The breeders in Europe use morphometrics. They have selection assays based on
measurments and angles. There are actually computer programs available used 
to analyze morphometric data. Check out the BIBBA breeding books. Interesting reading.

Adam Finkelstein
www.vpqueenbees.com


----------



## adamf (Jan 28, 2006)

Kieck said:


> I Also, I would challenge anyone to determine ecotypes -- or any group below subspecies -- based on morphometrics.


You'll have to take that up with the bee breeders using Cubital Index and Discoidal Shift morphometry, for quantifiction of wing morphology, in selection.

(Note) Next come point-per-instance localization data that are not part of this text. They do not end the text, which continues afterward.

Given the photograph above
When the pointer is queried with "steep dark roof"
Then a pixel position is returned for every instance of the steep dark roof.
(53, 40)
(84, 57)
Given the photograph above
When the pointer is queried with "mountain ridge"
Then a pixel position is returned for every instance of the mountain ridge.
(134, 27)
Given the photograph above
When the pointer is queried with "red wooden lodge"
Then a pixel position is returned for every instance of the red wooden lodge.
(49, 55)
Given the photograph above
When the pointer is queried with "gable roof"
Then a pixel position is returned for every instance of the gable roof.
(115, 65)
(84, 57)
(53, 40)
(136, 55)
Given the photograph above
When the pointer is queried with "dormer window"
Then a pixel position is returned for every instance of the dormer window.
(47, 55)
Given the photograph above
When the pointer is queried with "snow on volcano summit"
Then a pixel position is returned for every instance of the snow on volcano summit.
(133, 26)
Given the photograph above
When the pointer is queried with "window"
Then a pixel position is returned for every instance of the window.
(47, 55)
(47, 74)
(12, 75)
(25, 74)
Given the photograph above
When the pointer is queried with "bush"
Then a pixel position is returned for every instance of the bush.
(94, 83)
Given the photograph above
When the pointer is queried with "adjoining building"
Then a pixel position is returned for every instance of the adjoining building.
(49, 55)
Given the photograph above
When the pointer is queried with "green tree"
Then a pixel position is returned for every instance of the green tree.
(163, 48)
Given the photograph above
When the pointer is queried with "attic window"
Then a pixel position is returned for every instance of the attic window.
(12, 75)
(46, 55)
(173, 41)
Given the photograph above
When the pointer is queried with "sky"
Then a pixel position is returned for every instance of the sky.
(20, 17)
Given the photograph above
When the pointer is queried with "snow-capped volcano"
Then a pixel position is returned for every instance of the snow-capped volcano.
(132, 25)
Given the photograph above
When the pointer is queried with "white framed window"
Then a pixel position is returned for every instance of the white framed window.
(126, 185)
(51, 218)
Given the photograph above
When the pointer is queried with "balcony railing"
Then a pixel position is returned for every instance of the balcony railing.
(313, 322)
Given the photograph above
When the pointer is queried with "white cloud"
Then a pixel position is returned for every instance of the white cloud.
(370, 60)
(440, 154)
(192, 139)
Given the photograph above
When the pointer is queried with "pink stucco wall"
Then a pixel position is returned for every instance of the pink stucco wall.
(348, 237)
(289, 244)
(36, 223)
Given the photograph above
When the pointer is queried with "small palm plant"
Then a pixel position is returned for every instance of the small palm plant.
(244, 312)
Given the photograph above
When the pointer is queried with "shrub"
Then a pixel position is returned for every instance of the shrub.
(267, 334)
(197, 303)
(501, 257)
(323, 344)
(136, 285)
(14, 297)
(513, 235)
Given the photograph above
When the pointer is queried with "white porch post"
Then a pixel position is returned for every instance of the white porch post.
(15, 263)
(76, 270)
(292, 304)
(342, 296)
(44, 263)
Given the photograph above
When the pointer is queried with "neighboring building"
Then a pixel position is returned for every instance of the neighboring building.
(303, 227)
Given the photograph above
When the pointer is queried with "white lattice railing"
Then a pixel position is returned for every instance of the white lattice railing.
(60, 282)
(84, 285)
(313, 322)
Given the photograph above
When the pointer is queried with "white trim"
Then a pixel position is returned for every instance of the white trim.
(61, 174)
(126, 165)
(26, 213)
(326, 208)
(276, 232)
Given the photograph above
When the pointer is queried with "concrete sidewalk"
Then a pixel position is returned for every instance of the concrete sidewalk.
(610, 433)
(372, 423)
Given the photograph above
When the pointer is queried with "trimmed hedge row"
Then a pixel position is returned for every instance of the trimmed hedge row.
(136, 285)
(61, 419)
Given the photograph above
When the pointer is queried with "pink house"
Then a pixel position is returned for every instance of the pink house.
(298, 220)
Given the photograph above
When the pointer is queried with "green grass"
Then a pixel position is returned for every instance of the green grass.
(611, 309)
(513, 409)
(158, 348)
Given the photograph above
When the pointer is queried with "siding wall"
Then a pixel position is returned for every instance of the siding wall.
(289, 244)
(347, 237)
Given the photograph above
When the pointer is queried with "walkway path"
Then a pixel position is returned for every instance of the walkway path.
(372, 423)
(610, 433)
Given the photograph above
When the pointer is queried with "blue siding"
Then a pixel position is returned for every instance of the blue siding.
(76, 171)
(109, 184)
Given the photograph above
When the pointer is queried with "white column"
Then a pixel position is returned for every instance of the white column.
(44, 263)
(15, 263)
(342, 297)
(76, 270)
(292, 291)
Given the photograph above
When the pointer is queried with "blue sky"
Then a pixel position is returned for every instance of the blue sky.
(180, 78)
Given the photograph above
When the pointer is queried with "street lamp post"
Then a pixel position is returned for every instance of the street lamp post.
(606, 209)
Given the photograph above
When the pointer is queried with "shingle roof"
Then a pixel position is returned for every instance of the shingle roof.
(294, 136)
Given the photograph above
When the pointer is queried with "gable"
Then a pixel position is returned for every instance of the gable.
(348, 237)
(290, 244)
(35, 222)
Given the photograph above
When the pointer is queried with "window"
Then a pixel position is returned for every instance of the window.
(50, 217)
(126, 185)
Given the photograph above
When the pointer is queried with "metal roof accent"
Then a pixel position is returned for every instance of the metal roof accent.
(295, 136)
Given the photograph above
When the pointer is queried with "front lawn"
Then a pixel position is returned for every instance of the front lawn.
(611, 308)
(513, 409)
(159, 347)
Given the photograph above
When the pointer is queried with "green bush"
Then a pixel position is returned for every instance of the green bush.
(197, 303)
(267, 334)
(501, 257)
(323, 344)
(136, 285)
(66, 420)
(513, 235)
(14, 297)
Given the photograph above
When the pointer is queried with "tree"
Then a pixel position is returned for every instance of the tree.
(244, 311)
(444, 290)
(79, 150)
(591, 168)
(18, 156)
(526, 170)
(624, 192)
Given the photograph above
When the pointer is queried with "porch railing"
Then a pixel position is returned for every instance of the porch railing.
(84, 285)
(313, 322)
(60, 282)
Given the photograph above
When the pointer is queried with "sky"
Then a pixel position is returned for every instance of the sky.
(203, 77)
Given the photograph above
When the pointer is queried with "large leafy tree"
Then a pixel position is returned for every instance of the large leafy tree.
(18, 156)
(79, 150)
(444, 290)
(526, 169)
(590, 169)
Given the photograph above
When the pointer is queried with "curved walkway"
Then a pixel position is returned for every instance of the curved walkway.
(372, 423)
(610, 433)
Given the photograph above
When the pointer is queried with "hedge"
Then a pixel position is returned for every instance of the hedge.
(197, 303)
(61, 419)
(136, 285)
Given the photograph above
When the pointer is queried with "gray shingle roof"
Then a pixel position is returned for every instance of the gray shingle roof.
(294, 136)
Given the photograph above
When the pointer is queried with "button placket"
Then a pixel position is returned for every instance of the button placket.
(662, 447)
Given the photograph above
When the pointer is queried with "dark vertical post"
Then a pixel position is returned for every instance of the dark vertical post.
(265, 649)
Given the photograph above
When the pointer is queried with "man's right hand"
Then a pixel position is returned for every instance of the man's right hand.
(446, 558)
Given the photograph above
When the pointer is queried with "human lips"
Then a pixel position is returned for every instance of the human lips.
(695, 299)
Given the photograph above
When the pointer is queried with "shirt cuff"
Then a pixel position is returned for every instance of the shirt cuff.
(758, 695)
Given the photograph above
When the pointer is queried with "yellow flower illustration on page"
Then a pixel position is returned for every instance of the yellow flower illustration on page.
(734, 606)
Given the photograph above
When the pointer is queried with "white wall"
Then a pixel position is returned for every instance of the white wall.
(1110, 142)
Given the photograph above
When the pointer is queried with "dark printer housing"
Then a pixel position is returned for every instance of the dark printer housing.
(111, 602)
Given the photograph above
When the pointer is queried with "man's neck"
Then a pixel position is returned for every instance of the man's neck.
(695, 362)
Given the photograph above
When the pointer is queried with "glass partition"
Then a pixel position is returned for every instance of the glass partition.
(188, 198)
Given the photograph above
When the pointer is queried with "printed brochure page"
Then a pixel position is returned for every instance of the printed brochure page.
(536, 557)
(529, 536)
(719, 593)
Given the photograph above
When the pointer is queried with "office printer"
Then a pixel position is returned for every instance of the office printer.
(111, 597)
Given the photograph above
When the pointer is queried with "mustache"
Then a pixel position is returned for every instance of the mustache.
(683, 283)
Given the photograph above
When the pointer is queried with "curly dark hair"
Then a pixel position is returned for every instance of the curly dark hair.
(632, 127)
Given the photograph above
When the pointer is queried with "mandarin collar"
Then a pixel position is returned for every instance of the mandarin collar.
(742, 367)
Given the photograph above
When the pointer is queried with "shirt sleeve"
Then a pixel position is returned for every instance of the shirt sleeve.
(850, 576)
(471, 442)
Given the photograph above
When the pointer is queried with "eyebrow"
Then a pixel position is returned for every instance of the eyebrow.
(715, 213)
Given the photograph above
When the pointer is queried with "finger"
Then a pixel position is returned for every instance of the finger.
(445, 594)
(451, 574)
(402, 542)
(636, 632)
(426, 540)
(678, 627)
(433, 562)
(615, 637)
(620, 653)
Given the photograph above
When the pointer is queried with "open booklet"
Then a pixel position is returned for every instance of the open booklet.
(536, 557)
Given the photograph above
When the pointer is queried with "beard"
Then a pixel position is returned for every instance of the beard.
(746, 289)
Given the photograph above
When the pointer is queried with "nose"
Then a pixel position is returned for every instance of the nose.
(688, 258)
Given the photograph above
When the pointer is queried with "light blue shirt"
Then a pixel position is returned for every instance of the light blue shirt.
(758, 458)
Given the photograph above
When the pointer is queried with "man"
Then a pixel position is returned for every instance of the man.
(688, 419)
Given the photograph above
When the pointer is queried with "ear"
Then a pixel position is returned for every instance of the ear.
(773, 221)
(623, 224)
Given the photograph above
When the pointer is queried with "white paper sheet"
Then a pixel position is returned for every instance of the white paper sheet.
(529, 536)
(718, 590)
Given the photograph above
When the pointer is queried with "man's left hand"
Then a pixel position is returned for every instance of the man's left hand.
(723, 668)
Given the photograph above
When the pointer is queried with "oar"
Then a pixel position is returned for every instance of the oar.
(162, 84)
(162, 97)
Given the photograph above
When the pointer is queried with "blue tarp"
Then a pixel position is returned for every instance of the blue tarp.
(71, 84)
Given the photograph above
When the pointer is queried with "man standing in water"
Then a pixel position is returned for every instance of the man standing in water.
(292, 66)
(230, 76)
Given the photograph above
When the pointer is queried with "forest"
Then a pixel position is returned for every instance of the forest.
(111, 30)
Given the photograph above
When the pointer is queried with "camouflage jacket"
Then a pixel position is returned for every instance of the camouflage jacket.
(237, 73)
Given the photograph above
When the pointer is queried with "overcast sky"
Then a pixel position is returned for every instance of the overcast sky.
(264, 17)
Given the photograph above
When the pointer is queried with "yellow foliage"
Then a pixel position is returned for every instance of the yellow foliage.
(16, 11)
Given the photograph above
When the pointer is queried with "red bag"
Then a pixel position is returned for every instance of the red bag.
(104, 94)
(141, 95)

You'd get to go to Europe!


Adam Finkelstein
www.vpqueenbees.com


----------



## Aspera (Aug 1, 2005)

I would point out that a phenotype does not necessarily have to relate to color or size. The term may include behavioral phenotypes as well. We are not necessarily talking about just sequence data, which can be irrelevant. What I am referring to is correlating TRAITS with chromosomal LOCI. This idea goes back very far, such as to the work of Galton, has been re-discovered in modern times. The sequence itself is mostly useless junk and evolutionary leftovers. It is the association between genes, environments and trait expression (phenotype) that is at the heart of both breeding and genetics. The Weavers, who seem like good breeders, must understand this as they have helped to fund this work.


----------



## adamf (Jan 28, 2006)

Aspera said:


> I would point out that a phenotype does not necessarily have to relate to color or size. The term may include behavioral phenotypes as well. We are not necessarily talking about just sequence data, which can be irrelevant. What I am referring to is correlating TRAITS with chromosomal LOCI.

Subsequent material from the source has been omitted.